Is giving advice just that hard?

My sense of the thing is that a lot of advice fails due to the advice being hard to actually do. For example if I wanted to lose weight, the actual advice is the same for almost everyone: fork put downs. That’s it. If you want to lose weight, you have to eat less than you do now (for general health it’s also good to eat better foods and exercise). But of course this is hard to do. You have to resist the urge to eat, probably a lot. You have to be hungry at times. You probably are going t9 be working out a lot and thus be tired and have sore muscles. In short following the advice sucks. And if you’re busy it’s probably going to be hard to resist the drive thru on the way home, or easy to skip the gym. Is the advice wrong? Not really. But people have a hard time sticking to the “suck” until they make the habit stick.

The advice for school success, again, is pretty universal. You have to study, do lots of practice problems, read the textbook, write those papers, and in general apply your ass to chair and grind. It’s easy advice to give, and much like dieting, if you actually do it, you’ll see results. The problem, again is that doing that sucks. You can’t game as much if you’re studying and writing papers and doing practice problems. You miss out on parties. Maybe you can’t go on as many dates. Resisting those things is hard. Forcing yourself to work when you don’t feel like it is hard. And eventually most people fall off, maybe excusing a night or two for fun. Maybe not doing quite as much homework or researching just a little less. And most people won’t stick it out through the suck to get the results. Again, the advice isn’t the problem. It’s the person not sticking with the advice long enough to make a good habit and see results.

I mean, "work harder and smarter" is good "advice" in this sense for at least 95% of people. Heck, "Make all the right decisions and don't make mistakes" is even better; 100% of people would benefit from that.

Advice is more than just [things it would be good if people do]; there's a sense in which it actually has to be useful, insightful information. In this much more relevant sense, most advice is bad, because it's not useful or insightful.

Cialdini's Influence is about why people don't listen to advice. Hickman on Twitter wrote:

Many times, "advice-giving" has little to do with advice, and more to do with posing thought experiments that expose weakness in men.

The guys with energy, who got "the juice" say OK, you're right, go try it. The low-energy types just get madder than hell, seethe over the advice, say it's "bad advice" but can't say why -- and the guys who don't need the advice are perfectly secure, well-aware they don't need it.

Summary:

There is an extreme amount of intraindividual variability, yet advice tends to be one-size-fits-all. This is especially relevant for fitness and dieting advice.

Advice does not work as well in adversarial situations, in which both parties are applying the same advice.

Too many people applying the same advice dilutes it effectiveness. This is seen in college admissions, where everyone follows the same essay-writing advice.

Survivorship bias may make some advice appear better than it actually is. Those who are successful at applying advice will tell others.
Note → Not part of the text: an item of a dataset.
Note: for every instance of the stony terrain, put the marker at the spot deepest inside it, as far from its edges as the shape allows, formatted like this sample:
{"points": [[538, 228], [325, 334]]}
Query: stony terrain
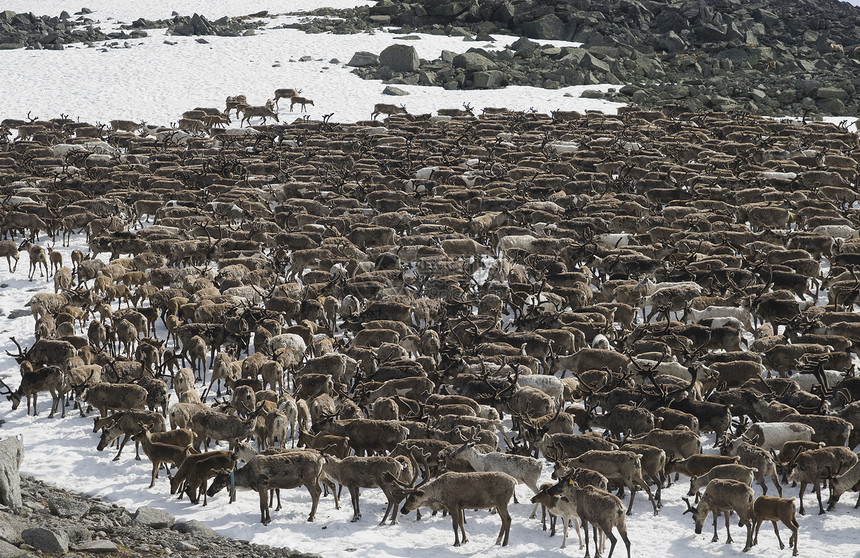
{"points": [[763, 57], [54, 521]]}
The majority, who fail, will just go away.

Other advice is time sensitive or topical, and what worked in the past will not work now or in the future. 'Value investing' worked great for much of the 20th century, but became less effective in the 21st century.

Can I ask how old you are?

I hope you don't take this the wrong way, but this reads like something I might have written between 20-25 or so.
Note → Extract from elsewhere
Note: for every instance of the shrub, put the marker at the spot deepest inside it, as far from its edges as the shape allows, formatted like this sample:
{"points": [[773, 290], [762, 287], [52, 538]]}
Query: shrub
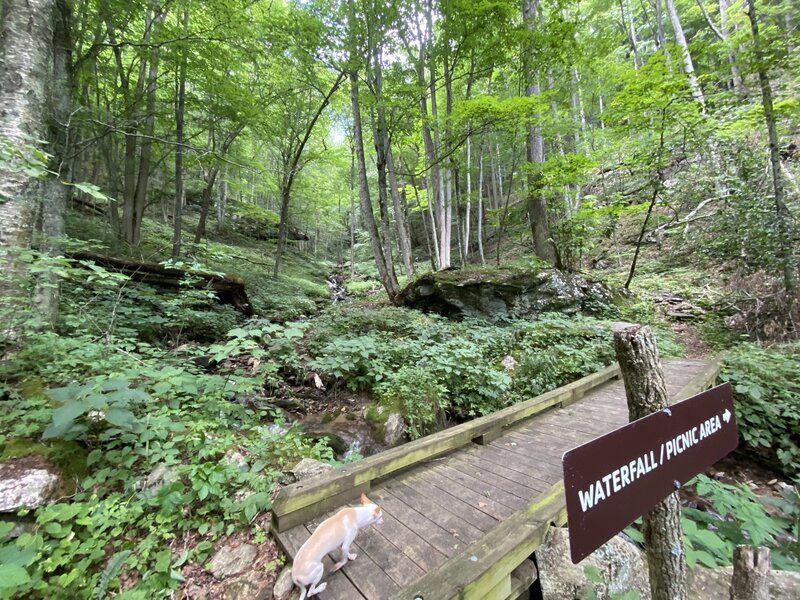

I think a big part of transitioning from the academic universe to something approximating the 'real world' is that no one is going to walk you through life.
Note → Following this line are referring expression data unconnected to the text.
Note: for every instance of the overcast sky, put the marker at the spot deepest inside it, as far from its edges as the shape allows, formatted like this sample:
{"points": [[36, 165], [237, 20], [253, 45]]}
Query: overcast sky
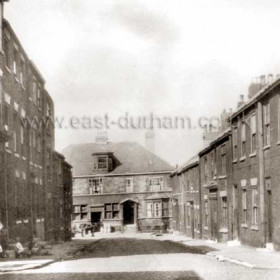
{"points": [[169, 57]]}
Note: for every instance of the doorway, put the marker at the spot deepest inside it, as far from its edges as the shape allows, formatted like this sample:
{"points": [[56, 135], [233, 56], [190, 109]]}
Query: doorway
{"points": [[213, 214], [128, 212], [95, 220]]}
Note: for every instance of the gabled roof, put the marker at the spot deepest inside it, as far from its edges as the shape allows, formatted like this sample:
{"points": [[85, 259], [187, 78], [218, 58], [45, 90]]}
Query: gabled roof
{"points": [[265, 90], [189, 164], [133, 158]]}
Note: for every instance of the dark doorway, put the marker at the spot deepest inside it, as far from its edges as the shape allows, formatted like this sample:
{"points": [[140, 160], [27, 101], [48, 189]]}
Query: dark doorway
{"points": [[128, 213], [95, 220], [214, 214], [235, 225], [268, 204]]}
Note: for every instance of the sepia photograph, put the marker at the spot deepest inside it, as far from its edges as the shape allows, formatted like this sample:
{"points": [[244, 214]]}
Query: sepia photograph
{"points": [[139, 139]]}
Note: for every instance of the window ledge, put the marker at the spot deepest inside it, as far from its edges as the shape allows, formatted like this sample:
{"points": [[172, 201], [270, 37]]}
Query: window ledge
{"points": [[242, 158], [8, 69], [223, 230], [16, 78], [253, 154], [254, 227]]}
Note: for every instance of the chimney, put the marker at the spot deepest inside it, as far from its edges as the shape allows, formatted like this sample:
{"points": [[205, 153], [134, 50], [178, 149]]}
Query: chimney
{"points": [[101, 138], [241, 101], [150, 140], [262, 80], [269, 78]]}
It's on you to pull out the bits of advice that resonate with you and decide to try those out, then decide which of those you want to keep trying, which of those you want to stop trying, and what you want to try out that no one advised you to do.

You get to decide the itinerary, you get to decide the score card too.

Aight, I let it through. But you should probably put the submission statement in the body of the post, probably easier to parse once people start commenting. You can do both that and include a link without issue.